Les vecteurs d’un éventuel redressement évoqués ensuite témoignent, eux aussi, de l’extraordinaire enfermement idéologique qui règne au sommet et qui ne réduit à presque rien les possibilités d’action. Le rapport se contente de proposer que l’État définisse une « stratégie nationale » de reconquête productive dans tous les postes déficitaires, en associant étroitement les grands groupes, les jeunes pousses, les ETI et les PME, le tout saupoudré de prises de participation nationale dans le capital de certaines entreprises afin d’inciter à la relocalisation de leurs unités de production. Autrement dit, le Plan, une fois dressé par lui le constat alarmant d’une désindustrialisation massive de la France, n’a rien de sérieux à proposer pour y remédier : aucune vision d’ampleur, aucune réflexion audacieuse, aucune proposition concrète.

Il faut voir cette tragique impotence comme une conséquence du refus de mettre en cause le cadre macro-économique mondialisé dans lequel l’industrie française a évolué ces dernières décennies. Refus à peine conscient, tant la soumission idéologique qu’il suppose va de soi dans l’esprit de nos dirigeants. Le libre-échange, la liberté de circulation des capitaux, l’indépendance de la banque centrale et la monnaie unique européenne sont considérés comme des faits de nature, sur lesquels le pouvoir des hommes ne saurait s’exercer, sauf à prendre le risque de déclencher des catastrophes.

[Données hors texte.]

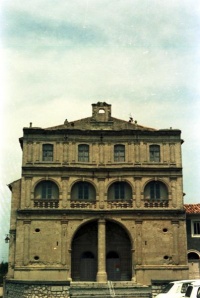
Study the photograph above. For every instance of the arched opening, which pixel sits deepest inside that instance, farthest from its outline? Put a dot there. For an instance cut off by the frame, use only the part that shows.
(84, 253)
(87, 266)
(113, 266)
(118, 260)
(194, 265)
(118, 253)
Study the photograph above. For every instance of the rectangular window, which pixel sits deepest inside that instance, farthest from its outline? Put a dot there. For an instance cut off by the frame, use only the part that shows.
(154, 190)
(83, 153)
(47, 190)
(119, 191)
(119, 153)
(195, 228)
(83, 191)
(47, 152)
(154, 152)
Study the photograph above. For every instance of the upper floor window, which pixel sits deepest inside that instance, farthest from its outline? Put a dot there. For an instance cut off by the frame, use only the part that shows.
(119, 153)
(195, 228)
(46, 190)
(83, 152)
(47, 152)
(119, 191)
(154, 152)
(156, 190)
(83, 191)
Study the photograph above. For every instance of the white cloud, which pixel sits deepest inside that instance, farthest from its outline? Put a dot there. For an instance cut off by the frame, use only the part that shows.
(62, 56)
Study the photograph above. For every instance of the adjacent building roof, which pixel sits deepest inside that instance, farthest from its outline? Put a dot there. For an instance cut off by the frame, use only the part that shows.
(192, 208)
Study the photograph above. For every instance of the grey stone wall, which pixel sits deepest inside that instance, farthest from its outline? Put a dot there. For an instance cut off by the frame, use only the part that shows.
(35, 290)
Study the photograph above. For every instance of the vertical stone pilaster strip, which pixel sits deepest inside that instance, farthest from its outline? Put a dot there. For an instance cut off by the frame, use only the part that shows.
(101, 157)
(73, 152)
(37, 151)
(172, 153)
(137, 153)
(26, 241)
(65, 192)
(133, 265)
(101, 274)
(64, 224)
(137, 192)
(65, 152)
(175, 256)
(30, 152)
(129, 155)
(138, 242)
(101, 197)
(57, 153)
(28, 191)
(174, 192)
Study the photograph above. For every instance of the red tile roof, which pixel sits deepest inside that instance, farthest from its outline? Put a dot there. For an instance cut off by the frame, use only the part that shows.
(192, 208)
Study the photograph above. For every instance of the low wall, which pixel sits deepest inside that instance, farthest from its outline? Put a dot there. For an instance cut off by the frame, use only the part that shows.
(36, 289)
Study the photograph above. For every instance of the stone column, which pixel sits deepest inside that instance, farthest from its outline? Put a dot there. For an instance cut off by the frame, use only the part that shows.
(63, 241)
(133, 265)
(28, 181)
(172, 153)
(26, 241)
(101, 274)
(137, 192)
(175, 256)
(137, 153)
(30, 152)
(139, 242)
(65, 201)
(173, 191)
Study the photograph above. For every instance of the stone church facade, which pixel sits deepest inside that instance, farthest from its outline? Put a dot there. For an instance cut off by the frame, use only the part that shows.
(99, 199)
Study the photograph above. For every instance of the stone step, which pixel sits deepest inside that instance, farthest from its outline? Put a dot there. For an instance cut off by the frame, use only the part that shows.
(118, 290)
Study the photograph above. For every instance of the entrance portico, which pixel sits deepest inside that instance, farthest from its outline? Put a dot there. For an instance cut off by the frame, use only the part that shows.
(101, 251)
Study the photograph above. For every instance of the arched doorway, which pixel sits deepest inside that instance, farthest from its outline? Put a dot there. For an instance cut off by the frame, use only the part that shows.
(84, 265)
(84, 253)
(113, 266)
(194, 265)
(88, 266)
(118, 253)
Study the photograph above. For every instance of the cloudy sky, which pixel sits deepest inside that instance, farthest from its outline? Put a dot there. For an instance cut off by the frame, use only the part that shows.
(58, 57)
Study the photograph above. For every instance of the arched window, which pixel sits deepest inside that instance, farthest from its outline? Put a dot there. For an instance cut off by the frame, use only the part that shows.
(120, 191)
(119, 153)
(83, 152)
(46, 190)
(47, 152)
(156, 190)
(154, 153)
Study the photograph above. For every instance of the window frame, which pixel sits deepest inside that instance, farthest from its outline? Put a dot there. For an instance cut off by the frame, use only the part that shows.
(195, 225)
(83, 153)
(119, 191)
(154, 153)
(47, 153)
(119, 154)
(83, 191)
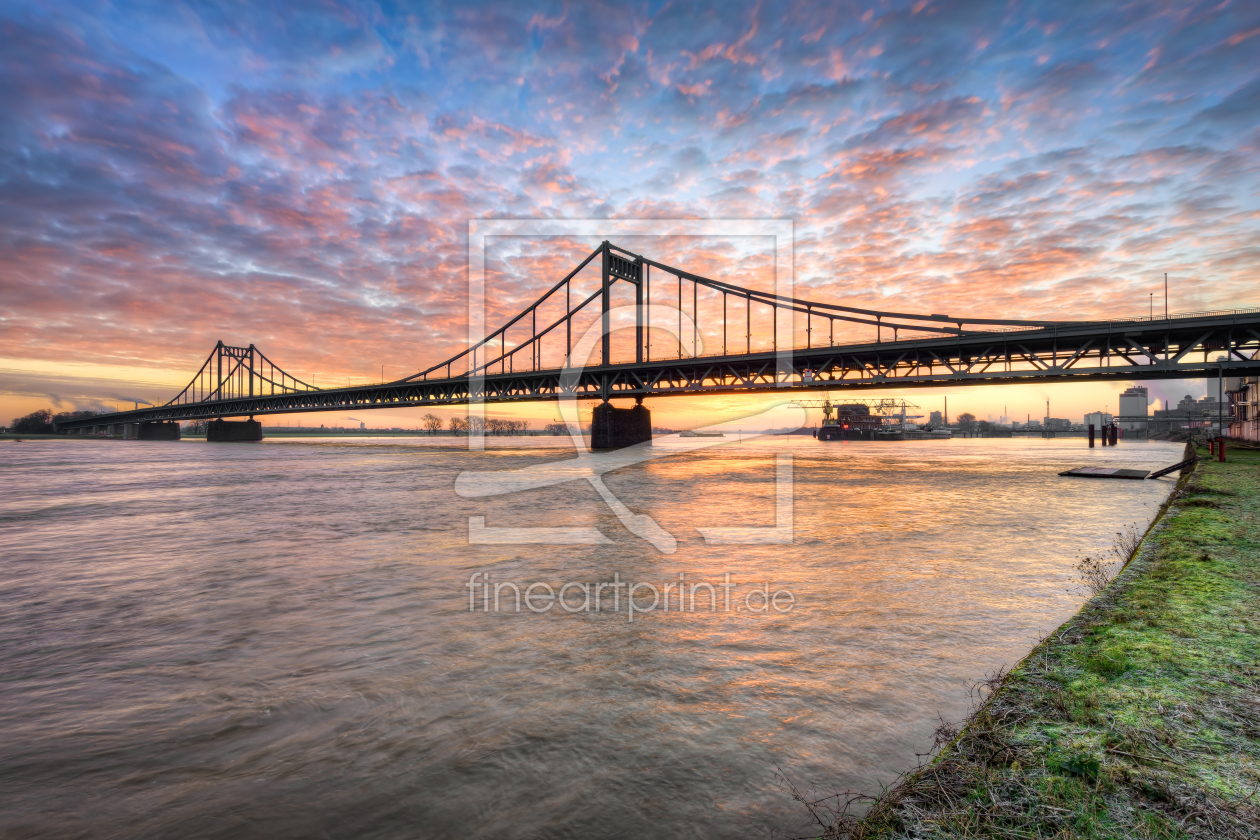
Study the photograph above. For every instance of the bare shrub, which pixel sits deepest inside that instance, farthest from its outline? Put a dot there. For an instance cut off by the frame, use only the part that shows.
(1098, 572)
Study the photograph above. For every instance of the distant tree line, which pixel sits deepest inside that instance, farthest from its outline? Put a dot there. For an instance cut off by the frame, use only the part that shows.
(432, 423)
(42, 422)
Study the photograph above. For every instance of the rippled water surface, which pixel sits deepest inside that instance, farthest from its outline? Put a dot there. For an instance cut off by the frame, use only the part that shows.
(274, 639)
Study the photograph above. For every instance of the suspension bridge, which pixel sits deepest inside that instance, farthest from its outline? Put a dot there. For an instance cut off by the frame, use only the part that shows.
(532, 355)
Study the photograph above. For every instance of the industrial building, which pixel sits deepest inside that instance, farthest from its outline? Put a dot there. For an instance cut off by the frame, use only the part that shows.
(1244, 399)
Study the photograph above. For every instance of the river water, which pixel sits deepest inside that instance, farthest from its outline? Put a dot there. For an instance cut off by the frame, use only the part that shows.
(275, 639)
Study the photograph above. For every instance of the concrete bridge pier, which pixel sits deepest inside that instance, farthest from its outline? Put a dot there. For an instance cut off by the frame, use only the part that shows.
(158, 431)
(616, 428)
(222, 430)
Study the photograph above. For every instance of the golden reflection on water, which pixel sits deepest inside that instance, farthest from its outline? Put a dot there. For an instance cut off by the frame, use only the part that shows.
(212, 640)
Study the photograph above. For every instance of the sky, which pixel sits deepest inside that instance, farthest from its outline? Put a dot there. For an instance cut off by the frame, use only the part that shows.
(303, 176)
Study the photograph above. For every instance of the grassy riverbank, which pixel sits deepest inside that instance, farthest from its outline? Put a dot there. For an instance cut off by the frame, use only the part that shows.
(1138, 718)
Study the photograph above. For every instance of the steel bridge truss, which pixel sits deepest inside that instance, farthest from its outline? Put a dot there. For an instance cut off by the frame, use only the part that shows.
(955, 350)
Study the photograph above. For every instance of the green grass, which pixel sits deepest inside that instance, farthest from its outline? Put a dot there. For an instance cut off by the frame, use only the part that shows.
(1138, 718)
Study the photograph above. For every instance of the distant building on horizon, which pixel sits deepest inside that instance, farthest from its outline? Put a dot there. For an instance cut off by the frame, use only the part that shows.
(1133, 408)
(1099, 420)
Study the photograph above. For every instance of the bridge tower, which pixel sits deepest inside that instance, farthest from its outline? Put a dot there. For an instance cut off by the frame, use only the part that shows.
(615, 428)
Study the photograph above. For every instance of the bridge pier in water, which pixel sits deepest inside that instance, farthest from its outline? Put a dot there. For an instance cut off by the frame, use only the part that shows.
(616, 428)
(233, 431)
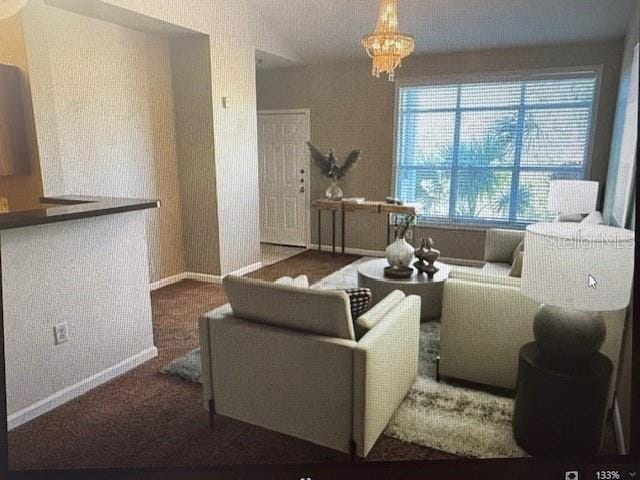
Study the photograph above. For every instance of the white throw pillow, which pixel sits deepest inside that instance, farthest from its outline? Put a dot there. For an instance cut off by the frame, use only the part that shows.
(594, 218)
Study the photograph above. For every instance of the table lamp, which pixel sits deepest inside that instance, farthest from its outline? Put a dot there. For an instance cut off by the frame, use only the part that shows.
(571, 199)
(575, 271)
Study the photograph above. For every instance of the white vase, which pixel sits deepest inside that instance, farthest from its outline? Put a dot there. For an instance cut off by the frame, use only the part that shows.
(334, 192)
(400, 253)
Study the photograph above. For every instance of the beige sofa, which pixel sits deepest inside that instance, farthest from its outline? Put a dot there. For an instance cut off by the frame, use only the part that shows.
(285, 357)
(486, 319)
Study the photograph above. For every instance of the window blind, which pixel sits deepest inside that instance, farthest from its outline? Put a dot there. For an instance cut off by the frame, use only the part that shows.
(485, 152)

Ainsi, l’indépendance de la banque centrale – c’est-à-dire sa soumission aux intérêts de la haute finance transnationale - n’a pas à être questionnée ; qu’elle prive l’État français du levier de la politique monétaire quand, partout ailleurs dans le monde, les États utilisent cette politique pour réguler leurs échanges commerciaux avec l’extérieur, voilà qui ne saurait poser problème, dès lors que la supériorité ontologique du Marché est admise.

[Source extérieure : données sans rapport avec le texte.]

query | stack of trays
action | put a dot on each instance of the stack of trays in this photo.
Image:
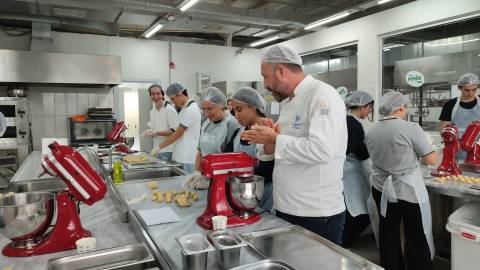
(100, 113)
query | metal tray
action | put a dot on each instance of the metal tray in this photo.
(303, 249)
(265, 264)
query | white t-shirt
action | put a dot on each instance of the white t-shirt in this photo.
(185, 149)
(163, 119)
(310, 152)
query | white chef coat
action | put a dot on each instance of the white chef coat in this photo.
(310, 152)
(185, 149)
(165, 118)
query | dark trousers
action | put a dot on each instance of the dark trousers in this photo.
(417, 252)
(354, 226)
(327, 227)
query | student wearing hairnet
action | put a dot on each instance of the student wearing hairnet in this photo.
(187, 133)
(357, 167)
(398, 192)
(249, 108)
(308, 142)
(215, 132)
(163, 121)
(464, 109)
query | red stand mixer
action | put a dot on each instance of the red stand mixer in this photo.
(84, 185)
(115, 135)
(449, 164)
(469, 143)
(234, 190)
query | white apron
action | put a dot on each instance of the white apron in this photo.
(414, 180)
(462, 118)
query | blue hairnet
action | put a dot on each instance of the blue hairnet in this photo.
(468, 79)
(281, 54)
(251, 97)
(215, 96)
(358, 98)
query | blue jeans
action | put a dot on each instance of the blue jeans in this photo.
(165, 156)
(188, 167)
(267, 200)
(329, 228)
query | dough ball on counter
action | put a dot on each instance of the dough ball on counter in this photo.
(152, 185)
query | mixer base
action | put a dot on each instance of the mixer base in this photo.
(66, 232)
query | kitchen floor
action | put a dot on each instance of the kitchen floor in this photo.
(366, 247)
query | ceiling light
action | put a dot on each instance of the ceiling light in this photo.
(263, 41)
(263, 33)
(387, 48)
(327, 20)
(187, 4)
(153, 30)
(383, 1)
(458, 42)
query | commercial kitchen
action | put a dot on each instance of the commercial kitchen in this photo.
(111, 113)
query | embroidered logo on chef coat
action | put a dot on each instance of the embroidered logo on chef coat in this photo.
(324, 110)
(296, 123)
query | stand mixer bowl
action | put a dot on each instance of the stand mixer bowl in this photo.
(25, 217)
(244, 193)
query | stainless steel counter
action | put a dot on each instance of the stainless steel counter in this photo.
(452, 189)
(163, 235)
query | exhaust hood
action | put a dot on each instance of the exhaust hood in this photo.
(32, 68)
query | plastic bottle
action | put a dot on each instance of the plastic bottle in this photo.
(117, 172)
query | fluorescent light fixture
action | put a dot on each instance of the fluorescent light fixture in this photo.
(387, 48)
(383, 1)
(458, 42)
(263, 33)
(153, 30)
(263, 41)
(327, 20)
(187, 4)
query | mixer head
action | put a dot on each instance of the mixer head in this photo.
(68, 164)
(115, 135)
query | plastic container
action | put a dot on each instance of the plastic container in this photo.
(464, 226)
(117, 172)
(195, 248)
(219, 222)
(86, 244)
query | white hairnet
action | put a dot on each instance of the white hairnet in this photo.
(391, 101)
(468, 79)
(250, 97)
(174, 89)
(358, 98)
(215, 96)
(281, 54)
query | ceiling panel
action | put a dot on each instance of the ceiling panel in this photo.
(136, 19)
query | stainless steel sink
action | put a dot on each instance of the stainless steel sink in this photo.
(265, 264)
(165, 172)
(53, 185)
(130, 257)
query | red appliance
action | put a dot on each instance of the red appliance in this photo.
(218, 167)
(470, 143)
(84, 185)
(115, 135)
(449, 165)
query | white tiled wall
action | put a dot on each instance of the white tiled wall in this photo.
(50, 108)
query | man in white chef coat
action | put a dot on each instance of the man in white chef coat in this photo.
(309, 143)
(163, 121)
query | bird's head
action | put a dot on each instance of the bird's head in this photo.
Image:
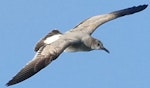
(98, 45)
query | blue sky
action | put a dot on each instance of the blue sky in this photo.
(24, 22)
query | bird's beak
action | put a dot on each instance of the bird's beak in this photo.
(105, 49)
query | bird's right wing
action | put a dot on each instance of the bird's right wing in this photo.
(89, 26)
(42, 43)
(45, 55)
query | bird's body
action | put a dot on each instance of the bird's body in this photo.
(78, 39)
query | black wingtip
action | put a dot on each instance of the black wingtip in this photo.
(11, 82)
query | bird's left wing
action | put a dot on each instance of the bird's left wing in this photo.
(89, 26)
(45, 55)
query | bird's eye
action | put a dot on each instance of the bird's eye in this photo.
(98, 44)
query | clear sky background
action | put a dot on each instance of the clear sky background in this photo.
(24, 22)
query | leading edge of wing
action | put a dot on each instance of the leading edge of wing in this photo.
(89, 25)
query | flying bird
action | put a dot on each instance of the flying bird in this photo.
(77, 39)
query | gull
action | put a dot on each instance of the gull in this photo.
(77, 39)
(75, 47)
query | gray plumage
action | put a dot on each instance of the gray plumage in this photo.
(81, 34)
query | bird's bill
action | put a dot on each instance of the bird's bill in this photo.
(105, 49)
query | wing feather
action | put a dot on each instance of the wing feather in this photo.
(90, 25)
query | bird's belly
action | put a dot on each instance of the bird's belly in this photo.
(79, 47)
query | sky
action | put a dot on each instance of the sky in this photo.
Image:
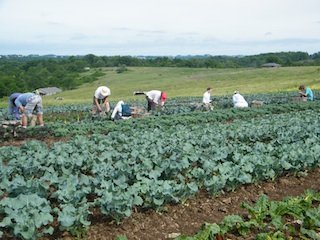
(158, 27)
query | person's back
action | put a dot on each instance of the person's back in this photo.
(309, 94)
(206, 96)
(12, 108)
(238, 100)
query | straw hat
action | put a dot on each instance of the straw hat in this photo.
(105, 91)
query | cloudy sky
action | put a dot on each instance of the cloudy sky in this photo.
(158, 27)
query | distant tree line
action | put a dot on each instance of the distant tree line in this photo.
(26, 73)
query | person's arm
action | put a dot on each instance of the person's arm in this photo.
(302, 94)
(19, 105)
(107, 105)
(97, 104)
(10, 107)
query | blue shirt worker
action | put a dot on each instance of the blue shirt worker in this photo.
(121, 111)
(306, 92)
(29, 104)
(13, 110)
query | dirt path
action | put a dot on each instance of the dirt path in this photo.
(187, 218)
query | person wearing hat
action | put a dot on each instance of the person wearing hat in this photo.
(100, 97)
(13, 110)
(121, 111)
(29, 104)
(155, 98)
(206, 99)
(238, 100)
(305, 93)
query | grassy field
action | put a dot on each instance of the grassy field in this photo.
(192, 82)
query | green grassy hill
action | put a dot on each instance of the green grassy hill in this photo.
(193, 82)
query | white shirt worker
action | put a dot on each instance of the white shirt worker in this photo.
(239, 101)
(154, 95)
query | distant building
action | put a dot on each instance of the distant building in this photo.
(49, 90)
(271, 65)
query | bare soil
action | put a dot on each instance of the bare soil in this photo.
(187, 218)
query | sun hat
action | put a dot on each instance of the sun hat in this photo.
(105, 91)
(163, 96)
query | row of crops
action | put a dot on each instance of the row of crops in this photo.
(73, 123)
(113, 167)
(291, 218)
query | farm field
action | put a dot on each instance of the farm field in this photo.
(164, 174)
(186, 82)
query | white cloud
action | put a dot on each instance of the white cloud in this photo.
(163, 27)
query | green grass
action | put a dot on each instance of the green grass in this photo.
(192, 82)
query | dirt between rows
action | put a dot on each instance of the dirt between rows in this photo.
(187, 218)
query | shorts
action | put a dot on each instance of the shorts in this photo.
(33, 106)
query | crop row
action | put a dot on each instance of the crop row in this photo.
(291, 218)
(87, 126)
(146, 168)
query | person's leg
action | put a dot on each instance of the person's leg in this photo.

Ainsi, autre exemple, l’euro n’a-t-il pas à être mis en cause, en dépit de l’abondante littérature qui depuis 20 ans en a démontré ses effets néfastes pour la France. « Il n’y a pas de différence entre l’Allemagne et la France sur la monnaie puisque les deux pays ont l’euro en partage » vont même jusqu’à affirmer les auteurs du rapport, étalant crânement au passage leur analphabétisme économique. Il semble qu’ils n’ont jamais entendu parler de l’impact différentiel de l’euro sur l’économie des États qui l’ont adopté ; surévalué pour la France, sous-évalué pour l’Allemagne aux dires mêmes du FMI, l’euro a procuré à Berlin un avantage compétitif décisif, dont témoignent les échanges commerciaux entre les deux pays.

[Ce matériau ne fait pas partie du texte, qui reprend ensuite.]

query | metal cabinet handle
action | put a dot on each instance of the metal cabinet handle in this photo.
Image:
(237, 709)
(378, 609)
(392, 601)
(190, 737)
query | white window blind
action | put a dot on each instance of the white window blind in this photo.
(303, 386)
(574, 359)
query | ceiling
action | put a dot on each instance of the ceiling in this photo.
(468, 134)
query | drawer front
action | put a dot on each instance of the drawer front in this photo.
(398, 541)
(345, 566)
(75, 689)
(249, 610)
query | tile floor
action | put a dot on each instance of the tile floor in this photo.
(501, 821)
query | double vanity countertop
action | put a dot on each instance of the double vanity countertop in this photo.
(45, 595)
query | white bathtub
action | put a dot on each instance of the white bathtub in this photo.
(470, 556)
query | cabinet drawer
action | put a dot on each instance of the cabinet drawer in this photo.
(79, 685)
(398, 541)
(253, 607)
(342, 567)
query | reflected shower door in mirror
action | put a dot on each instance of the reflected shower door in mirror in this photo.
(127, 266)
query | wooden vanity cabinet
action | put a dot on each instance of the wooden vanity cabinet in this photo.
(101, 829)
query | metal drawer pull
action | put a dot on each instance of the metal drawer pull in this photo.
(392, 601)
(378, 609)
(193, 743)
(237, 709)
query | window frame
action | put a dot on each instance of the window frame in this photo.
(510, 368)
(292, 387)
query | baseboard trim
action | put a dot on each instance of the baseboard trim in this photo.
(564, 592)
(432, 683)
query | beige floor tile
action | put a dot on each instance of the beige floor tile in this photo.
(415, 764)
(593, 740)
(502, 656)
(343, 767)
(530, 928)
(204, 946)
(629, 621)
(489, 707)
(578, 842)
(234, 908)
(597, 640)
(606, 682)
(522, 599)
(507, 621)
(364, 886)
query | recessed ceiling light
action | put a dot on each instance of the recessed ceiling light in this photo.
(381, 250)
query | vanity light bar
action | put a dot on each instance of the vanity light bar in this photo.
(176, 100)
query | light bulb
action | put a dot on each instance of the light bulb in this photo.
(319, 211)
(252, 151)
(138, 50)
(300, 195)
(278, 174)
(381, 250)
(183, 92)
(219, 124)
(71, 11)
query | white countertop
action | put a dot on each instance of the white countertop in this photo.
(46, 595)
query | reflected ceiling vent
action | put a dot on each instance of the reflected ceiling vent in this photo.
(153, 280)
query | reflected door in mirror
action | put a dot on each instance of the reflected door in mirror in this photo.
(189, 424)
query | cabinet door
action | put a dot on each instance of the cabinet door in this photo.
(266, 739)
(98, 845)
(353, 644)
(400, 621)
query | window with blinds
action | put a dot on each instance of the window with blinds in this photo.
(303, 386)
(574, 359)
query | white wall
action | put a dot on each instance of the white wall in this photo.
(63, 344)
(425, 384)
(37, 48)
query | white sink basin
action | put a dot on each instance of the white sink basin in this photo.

L’euro est, depuis sa naissance, une condition du succès commercial de l’Allemagne, un succès acquis aux dépens de la France, dont il a accéléré le déclin productif. Dans cette perspective, l’apparition d’un déficit commercial structurel français dans les années qui suivent l’apparition de la monnaie unique ne saurait relever du hasard. Les auteurs du rapport s’étonnent par ailleurs de ce que l’Allemagne reste performante dans la plupart des branches industrielles, y compris dans la production d’appareils électroménagers, où la France a perdu l’essentiel de ses usines, délocalisées notamment vers l’Europe médiane.

Comment ne pas y voir, là encore, un effet concret de la divergence économique alimentée par l’euro ? Confortée en Allemagne par une politique de freinage salarial et de démantèlement de la protection sociale mise en œuvre au cours des années 2000 pour gagner encore en compétitivité dans le cadre du Marché unique, cette évolution pose en outre la question du libre-échange et de la libre circulation des capitaux, autres points aveugles du rapport.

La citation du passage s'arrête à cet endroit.